Would such a serious person include my father-in-law, with his grumbling jokes about “Hallowthanksmas”? I wonder. Around Thanksgiving, one of my favorite books to read to our younger children is Thank You, Sarah: The Woman Who Saved Thanksgiving, by Laurie Halse Anderson and Matt Faulkner. It tells the story of Sarah Hale, an abolitionist, editor, and social reformer, who spent thirty years writing letters and publishing articles, trying to get the federal government to officially acknowledge (and thus hopefully resuscitate) Thanksgiving, a religious and cultural holiday which dated back to the early colonial days, but whose observance, by the mid-19th century, was slowing dying out from. She finally succeeded, and the book makes President Lincoln's declaration of a national Thanksgiving Day holiday out to be Sarah's greatest triumph. What should we make of that? One could, of course, dismiss Hale as a sentimental busybody. But maybe it would be better to say that she was committed to helping her country engage in a little “creative remembering.” The fact that what she accomplished was, strictly speaking, a political invention doesn't take anything away from the moral connections it makes possible for all Americans. In committing herself to a belief and practice, and interpretively responding to the reality of that those traditions as they existed in the decades leading up until the Civil War, she contributed to the maintenance of a normative factor in the lives of her fellow citizens, a factor that might well not have been there otherwise. This is not about whether you like Thanksgiving, or find it important to distinguish it from the dominant holidays immediately before and after it in our national calendar; this is about preserving a space for both a personal and civic recognition of what a tradition of giving thanks, however one chooses to interpret that, can mean.
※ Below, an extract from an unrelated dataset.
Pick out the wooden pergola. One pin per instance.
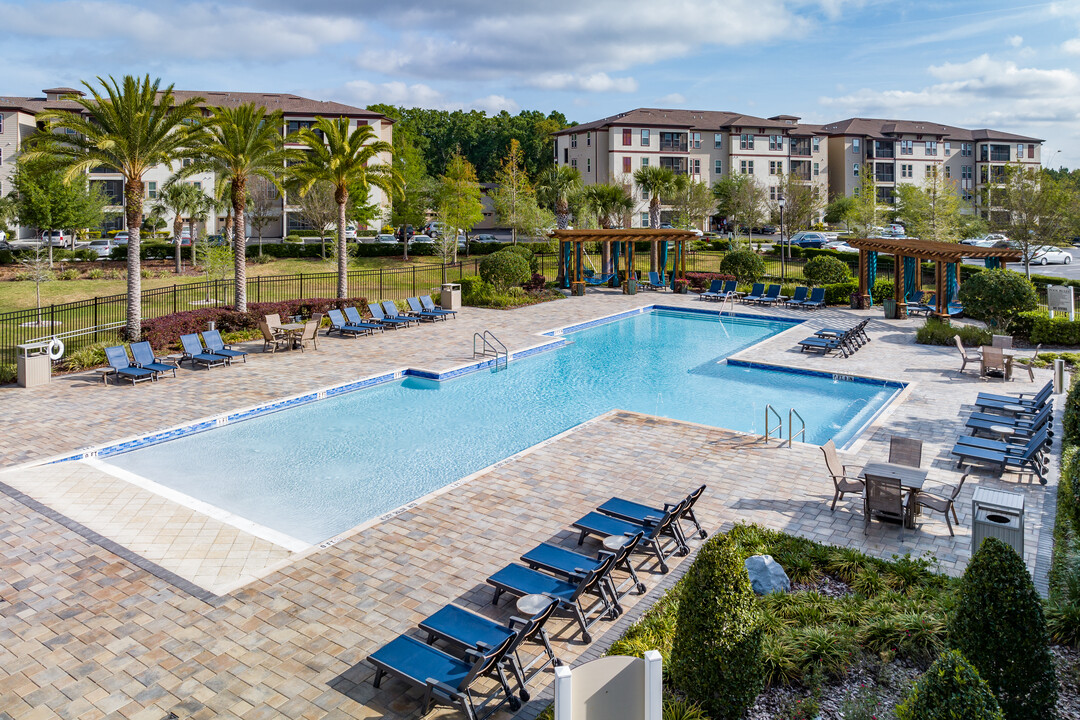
(941, 254)
(617, 244)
That’s not blindly following custom (though there may well be elements of such involved; there almost always are); that’s doing the kind of important thinking which holidays have always made possible, whether we were self-conscious about it or not.
Well, enough of that. Off to get the Chinese New Year decorations out of the box in the garage. Can’t be too early for that; it’s become so commercialized lately, don’t you know.